The aggregation of the selected indicators is conducted through various methods, namely, simple average, weighted average with various choices of weights and dynamic factor models (DFMs). The weighted average approach is developed using inverse standard deviations and correlation as weights. DFM is employed to extract the common signal strength from the selected variables. Lastly, the CLI is smoothened using HP filter to remove the irregular variations in the data. The lambda value in the HP filter (lambda=4) is selected based on the cross-validation technique used by Grehmann and Yetman (2018). Lastly, the performance of the proposed CLI is carried out using cross-correlation, coherence and turn-around point analysis proposed by Bry and Boschan (1971) and later, modified for quarterly data by Harding & Pagan (2012).

IV. Data Used

The high frequency economic indicators which are likely to influence the economic activities with a lead period, are selected from major dimensions, namely, i) Domestic demand condition; ii) Domestic industrial production; iii) Domestic price conditions; iv) Foreign trade; v) Employment condition; (vi) Trade, transport and other services indicators; (vii) Public finance and payment Indicators; (viii) Exchange rate; (ix) Global commodity price; (x) Policy uncertainty; (xi) Forward looking survey – Industrial Outlook Survey and PMI Manufacturing; (xiii) Cost of borrowing proxy; and (xiv) Global economic indicators. The variables are transformed into year-on-year (y-o-y) growth except for the borrowing cost (i.e. interest rate) proxy, policy uncertainty and exchange rate. The interest rate proxies, and policy uncertainties are used in level values. Exchange rates are transformed into quarter-on-quarter (q-o-q) annualized growth rate. The detailed list of the HFIs considered within each segment is provided in Annex II.

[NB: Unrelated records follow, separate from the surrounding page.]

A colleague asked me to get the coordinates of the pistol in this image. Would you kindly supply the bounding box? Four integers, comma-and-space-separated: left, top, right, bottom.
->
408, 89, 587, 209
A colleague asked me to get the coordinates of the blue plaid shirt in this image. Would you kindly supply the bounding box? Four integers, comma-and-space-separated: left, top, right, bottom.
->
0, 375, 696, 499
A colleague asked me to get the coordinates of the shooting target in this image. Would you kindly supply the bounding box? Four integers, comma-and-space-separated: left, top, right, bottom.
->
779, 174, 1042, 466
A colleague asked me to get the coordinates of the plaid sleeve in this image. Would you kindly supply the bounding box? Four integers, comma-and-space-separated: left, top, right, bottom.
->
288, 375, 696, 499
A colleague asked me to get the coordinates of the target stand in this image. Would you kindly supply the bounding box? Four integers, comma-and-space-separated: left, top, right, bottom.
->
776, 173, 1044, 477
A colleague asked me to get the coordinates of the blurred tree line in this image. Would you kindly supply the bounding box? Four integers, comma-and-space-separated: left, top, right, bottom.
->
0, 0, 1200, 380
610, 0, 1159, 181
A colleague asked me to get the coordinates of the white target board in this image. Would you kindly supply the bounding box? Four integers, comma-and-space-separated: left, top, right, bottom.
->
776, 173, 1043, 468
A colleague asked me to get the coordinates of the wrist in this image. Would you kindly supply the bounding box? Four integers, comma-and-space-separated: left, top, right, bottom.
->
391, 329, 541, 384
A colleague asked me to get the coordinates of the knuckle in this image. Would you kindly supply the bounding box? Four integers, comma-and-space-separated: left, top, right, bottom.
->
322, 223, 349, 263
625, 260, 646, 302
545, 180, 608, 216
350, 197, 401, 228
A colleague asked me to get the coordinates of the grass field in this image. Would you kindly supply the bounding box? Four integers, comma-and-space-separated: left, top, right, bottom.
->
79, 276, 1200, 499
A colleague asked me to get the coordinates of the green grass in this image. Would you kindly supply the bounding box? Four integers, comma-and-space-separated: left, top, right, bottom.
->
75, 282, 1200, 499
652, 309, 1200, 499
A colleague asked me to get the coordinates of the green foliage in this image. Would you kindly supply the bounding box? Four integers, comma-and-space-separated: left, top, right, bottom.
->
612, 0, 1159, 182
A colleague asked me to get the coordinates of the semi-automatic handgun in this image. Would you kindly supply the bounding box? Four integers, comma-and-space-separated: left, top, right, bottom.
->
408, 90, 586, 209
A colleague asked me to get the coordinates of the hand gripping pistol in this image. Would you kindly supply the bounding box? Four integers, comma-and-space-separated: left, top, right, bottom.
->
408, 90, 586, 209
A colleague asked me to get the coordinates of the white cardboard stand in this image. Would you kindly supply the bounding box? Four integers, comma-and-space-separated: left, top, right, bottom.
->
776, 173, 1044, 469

The data used for this analysis spans from April 2013 to December 2024. As the reference series (i.e., GVA-manufacturing) is available at quarterly interval, the variable selection is carried out at quarterly frequency and the CLI is also calculated at quarterly frequency.

V. Empirical Findings

V.1 Variable Selection

The correlation analysis of the HFIs show very high negative correlation of global commodity prices with GVA manufacturing. Within commodity prices, crude oil prices affect the manufacturing growth with lag of 1 – 2 quarters. IMF all commodity prices (excluding gold) also drags manufacturing growth with a lag of 1 - 2 quarters. Merchandise imports moderate manufacturing growth in 1-2 quarter lag, while non-oil exports improve growth in the manufacturing sector with a lag of one quarter. Among the global variables, US non-farm payroll employment has positive correlation with GVA manufacturing with one quarter lead (Table 2).

The variable selection using regression estimates is carried out using OLS regression and quantile regression (for median). The regression includes the lagged value of GVA - manufacturing as additional regressor to knock out any time persistent effects in the data generating process of GVA - manufacturing. The regression coefficient attached to the HFI is extracted if the coefficient estimate is statistically significant at 10 per cent level of significance.¹

The regression estimates show similar effects of commodity prices on GVA – manufacturing growth. Railway freight and petroleum consumption appear to have significant positive relation with GVA - manufacturing. Non-food credit and real credit to industry also improves the manufacturing growth with a lead of 2 quarters. The borrowing cost proxy, namely, G-Sec 10-year yield and treasury bill rate increases the borrowing burden and thereby, moderates the manufacturing growth. Merchandise imports also moderate the manufacturing growth (Table 3).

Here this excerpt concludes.